What are the different approaches taken for a hysterectomy?

This is a decision that you and your healthcare provider need to take together keeping your health priorities and your specific circumstance in mind. Your gynaecologist may suggest one method over the other based on your needs.

  • Open abdominal hysterectomy - This is the most common approach in which the uterus is removed through an incision in your lower abdomen. This is usually done in cases of previous surgeries, obesity if the uterus has a large tumour and for cancerous conditions. Laparoscopy cannot be done with the mentioned conditions.
  • Vaginal hysterectomy - During a vaginal hysterectomy, the uterus is removed through an incision that is made at the top of the vagina. The scar is not visible in this method and the recovery period is quicker.
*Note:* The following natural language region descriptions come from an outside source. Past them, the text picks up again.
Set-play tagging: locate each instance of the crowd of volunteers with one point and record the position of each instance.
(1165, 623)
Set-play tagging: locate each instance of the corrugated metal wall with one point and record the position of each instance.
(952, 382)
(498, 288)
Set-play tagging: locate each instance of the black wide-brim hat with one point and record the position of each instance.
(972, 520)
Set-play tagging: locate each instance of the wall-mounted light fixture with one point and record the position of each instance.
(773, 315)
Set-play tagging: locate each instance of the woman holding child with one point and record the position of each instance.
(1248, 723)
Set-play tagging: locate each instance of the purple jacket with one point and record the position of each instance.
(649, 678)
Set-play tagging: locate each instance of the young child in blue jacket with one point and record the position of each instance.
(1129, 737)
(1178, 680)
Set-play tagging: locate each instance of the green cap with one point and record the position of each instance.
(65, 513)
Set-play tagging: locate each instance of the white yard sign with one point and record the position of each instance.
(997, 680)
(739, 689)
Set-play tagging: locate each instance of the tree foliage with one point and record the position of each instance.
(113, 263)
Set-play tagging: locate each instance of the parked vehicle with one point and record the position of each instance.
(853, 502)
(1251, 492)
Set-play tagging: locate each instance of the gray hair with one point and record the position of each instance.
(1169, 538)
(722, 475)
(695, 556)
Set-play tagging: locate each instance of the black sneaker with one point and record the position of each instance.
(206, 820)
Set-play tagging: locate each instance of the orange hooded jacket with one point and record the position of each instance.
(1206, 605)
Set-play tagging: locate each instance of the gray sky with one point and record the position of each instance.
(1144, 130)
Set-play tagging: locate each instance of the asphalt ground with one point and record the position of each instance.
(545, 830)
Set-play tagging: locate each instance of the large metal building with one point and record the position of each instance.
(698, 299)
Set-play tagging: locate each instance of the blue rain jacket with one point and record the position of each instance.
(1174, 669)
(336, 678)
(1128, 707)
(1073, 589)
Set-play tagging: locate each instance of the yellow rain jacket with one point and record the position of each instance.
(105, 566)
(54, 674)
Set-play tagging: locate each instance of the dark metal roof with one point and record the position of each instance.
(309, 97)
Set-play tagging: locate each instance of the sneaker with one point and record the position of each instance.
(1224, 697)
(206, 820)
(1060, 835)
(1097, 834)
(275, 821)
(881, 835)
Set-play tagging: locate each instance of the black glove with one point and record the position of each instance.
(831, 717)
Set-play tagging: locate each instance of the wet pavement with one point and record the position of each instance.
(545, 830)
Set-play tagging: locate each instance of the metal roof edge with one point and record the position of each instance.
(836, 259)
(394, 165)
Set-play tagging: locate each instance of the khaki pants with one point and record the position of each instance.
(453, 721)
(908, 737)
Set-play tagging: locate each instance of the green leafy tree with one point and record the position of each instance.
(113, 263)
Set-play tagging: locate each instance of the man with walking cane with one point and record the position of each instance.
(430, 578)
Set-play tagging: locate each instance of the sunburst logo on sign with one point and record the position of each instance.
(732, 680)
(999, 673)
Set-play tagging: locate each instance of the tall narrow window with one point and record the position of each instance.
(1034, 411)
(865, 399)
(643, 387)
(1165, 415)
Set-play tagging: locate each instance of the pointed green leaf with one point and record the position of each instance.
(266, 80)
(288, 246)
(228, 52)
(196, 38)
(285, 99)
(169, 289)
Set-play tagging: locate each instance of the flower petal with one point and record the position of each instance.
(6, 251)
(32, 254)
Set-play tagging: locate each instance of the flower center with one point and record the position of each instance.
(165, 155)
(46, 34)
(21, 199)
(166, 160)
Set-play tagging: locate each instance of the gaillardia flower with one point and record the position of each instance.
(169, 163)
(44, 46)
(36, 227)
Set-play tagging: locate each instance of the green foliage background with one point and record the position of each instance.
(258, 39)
This is usually done in cases of a prolapsed uterus.
  • Laparoscopic hysterectomy - In this procedure, three to four small 1 cm incisions are made in the lower part of the abdomen through which a small lighted device with a camera is inserted and the uterus is then removed.
  • Laparoscopic- assisted hysterectomy - In this case, the uterus is removed through laparoscopy except the incisions are made in the vagina, and not on the abdomen.

For you to make a choice, it is important to know the advantages and disadvantages of the different approaches.

Open abdominal hysterectomy -

  • Visible scar, approximately 6-7 cm in length
  • There may be a higher occurrence of pain in the postoperative period
  • Higher infection risks
  • The recovery period is 4-6 weeks and you may be discharged only after 5 days in the hospital

Laparoscopic and vaginal hysterectomy - 

  • In a vaginal hysterectomy, the scar won’t be visible. Whereas in laparoscopic hysterectomy, the scar is very tiny and barely visible
  • Pain may be lesser during the postoperative period.
  • Lower risks of infection
  • The recovery period is 2-3 weeks and you may be discharged just 2-3 days post-surgery.

What is included in post-operative care?

  • Do make sure you get adequate rest and try not to strain yourself
  • Do consult with your physiotherapist to improve your postoperative recovery. Your doctor will guide you on how to progress with your recovery in the right way.
  • Within 18-20 hours, you may be asked to try and move your legs and switch up your sleeping position. This is recommended to prevent blood clots in the legs.
  • After 2 days, attempt to slowly walk around in your ward.
  • Pelvic floor exercises like Kegels can be done after 1 week.
  • In 2 weeks, you should be able to go on short walks.
  • After 2 weeks, you can do some non-strenuous work at home.
  • Try to avoid strenuous activities and lifting heavy objects for up to 6 weeks. Sex should also be avoided for up to 6 weeks.
  • It is recommended to consume a highly nutritious diet with a high fibre content
  • Drink at least 3-4 litres of water per day.

In conclusion - Hysterectomy is a fairly common procedure that is done in cases where previous treatment options don’t prove beneficial. After your recovery period ranging from 2-6 weeks, depending on the type of procedure, you will be able to resume all your regular activities. It is normal to experience a sense of loss after the surgery since you lose the ability to carry a child. Do talk to a therapist or a counsellor, who will help you come to terms with your feelings healthily and fruitfully.

Disclaimer: This information is provided for educational purposes and should not be construed as medical advice. Please consult with your healthcare practitioners before undertaking any changes in your diet or adding supplements.